Draco: Denoising Reconstruction Autoencoder for CryO-EM
Yingjun Shen*, Haizhao Dai*, Qihe Chen, and 4 more authors
Advances in Neural Information Processing Systems, 2024
Foundation models in computer vision have demonstrated exceptional performance in zero-shot and few-shot tasks by extracting multi-purpose features from large-scale datasets through self-supervised pre-training methods. However, these models often overlook the severe corruption in cryogenic electron microscopy (cryo-EM) images by high-level noises. We introduce DRACO, a Denoising-Reconstruction Autoencoder for CryO-EM, inspired by the Noise2Noise (N2N) approach. By processing cryo-EM movies into odd and even images and treating them as independent noisy observations, we apply a denoising-reconstruction hybrid training scheme.
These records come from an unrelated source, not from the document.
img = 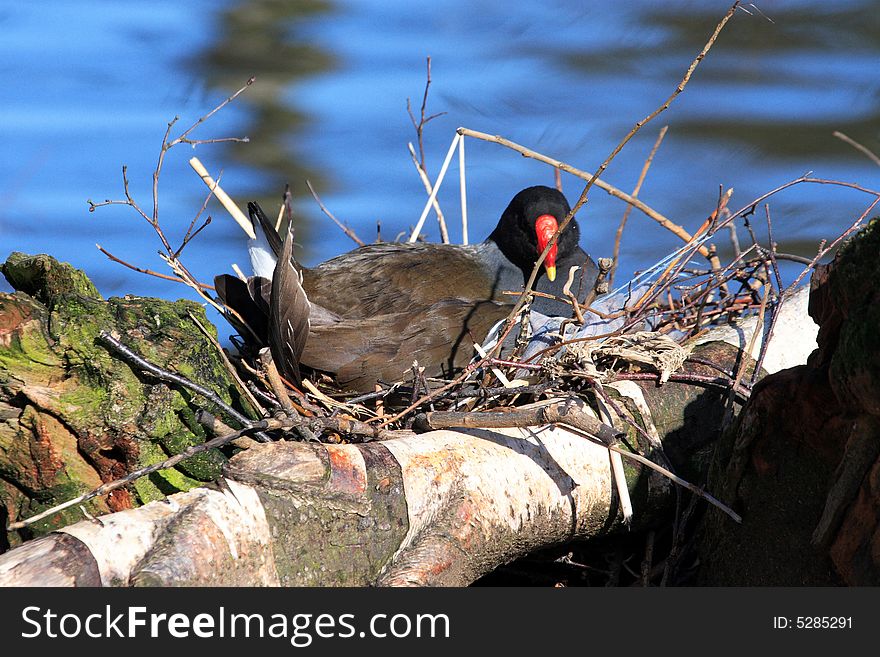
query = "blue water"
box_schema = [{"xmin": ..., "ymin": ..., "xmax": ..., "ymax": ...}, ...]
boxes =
[{"xmin": 0, "ymin": 0, "xmax": 880, "ymax": 338}]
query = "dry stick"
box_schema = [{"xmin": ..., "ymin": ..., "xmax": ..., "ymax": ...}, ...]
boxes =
[
  {"xmin": 457, "ymin": 127, "xmax": 708, "ymax": 254},
  {"xmin": 612, "ymin": 371, "xmax": 751, "ymax": 401},
  {"xmin": 406, "ymin": 57, "xmax": 446, "ymax": 171},
  {"xmin": 510, "ymin": 0, "xmax": 740, "ymax": 317},
  {"xmin": 98, "ymin": 331, "xmax": 272, "ymax": 442},
  {"xmin": 174, "ymin": 172, "xmax": 222, "ymax": 258},
  {"xmin": 6, "ymin": 420, "xmax": 274, "ymax": 531},
  {"xmin": 306, "ymin": 180, "xmax": 364, "ymax": 246},
  {"xmin": 406, "ymin": 142, "xmax": 449, "ymax": 244},
  {"xmin": 150, "ymin": 77, "xmax": 255, "ymax": 241},
  {"xmin": 159, "ymin": 251, "xmax": 225, "ymax": 315},
  {"xmin": 95, "ymin": 244, "xmax": 214, "ymax": 290},
  {"xmin": 458, "ymin": 137, "xmax": 468, "ymax": 244},
  {"xmin": 608, "ymin": 125, "xmax": 669, "ymax": 288},
  {"xmin": 831, "ymin": 130, "xmax": 880, "ymax": 166},
  {"xmin": 6, "ymin": 402, "xmax": 406, "ymax": 531},
  {"xmin": 413, "ymin": 403, "xmax": 742, "ymax": 522},
  {"xmin": 382, "ymin": 0, "xmax": 740, "ymax": 426},
  {"xmin": 189, "ymin": 157, "xmax": 256, "ymax": 239},
  {"xmin": 407, "ymin": 133, "xmax": 461, "ymax": 243},
  {"xmin": 751, "ymin": 203, "xmax": 786, "ymax": 385}
]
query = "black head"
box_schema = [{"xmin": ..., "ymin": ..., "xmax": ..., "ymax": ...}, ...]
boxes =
[{"xmin": 489, "ymin": 185, "xmax": 580, "ymax": 276}]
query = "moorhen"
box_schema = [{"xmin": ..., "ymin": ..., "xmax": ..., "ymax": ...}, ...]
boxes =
[{"xmin": 215, "ymin": 186, "xmax": 597, "ymax": 392}]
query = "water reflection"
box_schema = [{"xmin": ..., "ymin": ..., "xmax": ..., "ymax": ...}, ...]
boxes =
[
  {"xmin": 192, "ymin": 0, "xmax": 336, "ymax": 241},
  {"xmin": 0, "ymin": 0, "xmax": 880, "ymax": 297}
]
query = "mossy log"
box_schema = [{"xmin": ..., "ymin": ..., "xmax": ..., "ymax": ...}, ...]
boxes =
[
  {"xmin": 0, "ymin": 246, "xmax": 824, "ymax": 585},
  {"xmin": 0, "ymin": 253, "xmax": 251, "ymax": 548}
]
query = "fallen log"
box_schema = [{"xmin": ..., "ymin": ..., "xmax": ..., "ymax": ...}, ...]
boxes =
[{"xmin": 0, "ymin": 251, "xmax": 824, "ymax": 586}]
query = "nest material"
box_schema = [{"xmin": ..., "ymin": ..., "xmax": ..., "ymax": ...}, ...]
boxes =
[{"xmin": 554, "ymin": 331, "xmax": 691, "ymax": 385}]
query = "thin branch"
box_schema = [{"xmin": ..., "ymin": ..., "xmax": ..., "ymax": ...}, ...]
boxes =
[
  {"xmin": 98, "ymin": 331, "xmax": 272, "ymax": 442},
  {"xmin": 831, "ymin": 130, "xmax": 880, "ymax": 166},
  {"xmin": 306, "ymin": 180, "xmax": 364, "ymax": 246},
  {"xmin": 95, "ymin": 244, "xmax": 214, "ymax": 290},
  {"xmin": 612, "ymin": 125, "xmax": 669, "ymax": 287}
]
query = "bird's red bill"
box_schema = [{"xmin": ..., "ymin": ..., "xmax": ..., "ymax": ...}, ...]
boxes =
[{"xmin": 535, "ymin": 214, "xmax": 559, "ymax": 281}]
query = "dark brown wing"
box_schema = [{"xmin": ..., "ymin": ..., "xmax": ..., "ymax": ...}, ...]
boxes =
[
  {"xmin": 301, "ymin": 299, "xmax": 511, "ymax": 392},
  {"xmin": 269, "ymin": 233, "xmax": 310, "ymax": 383},
  {"xmin": 303, "ymin": 243, "xmax": 508, "ymax": 318}
]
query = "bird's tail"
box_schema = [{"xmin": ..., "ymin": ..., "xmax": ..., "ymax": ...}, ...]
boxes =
[{"xmin": 248, "ymin": 201, "xmax": 282, "ymax": 280}]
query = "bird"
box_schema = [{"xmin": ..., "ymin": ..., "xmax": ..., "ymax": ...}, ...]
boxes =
[{"xmin": 214, "ymin": 185, "xmax": 598, "ymax": 392}]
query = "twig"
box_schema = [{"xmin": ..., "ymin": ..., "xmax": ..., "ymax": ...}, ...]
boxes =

We mask both images to create denoising and reconstruction tasks. For DRACO’s pre-training, the quality of the dataset is essential, we hence build a high-quality, diverse dataset from an uncurated public database, including over 270,000 movies or micrographs. After pre-training, DRACO naturally serves as a generalizable cryo-EM image denoiser and a foundation model for various cryo-EM downstream tasks. DRACO demonstrates the best performance in denoising, micrograph curation, and particle picking tasks compared to state-of-the-art baselines. We will release the code, pre-trained models, and the curated dataset to stimulate further research.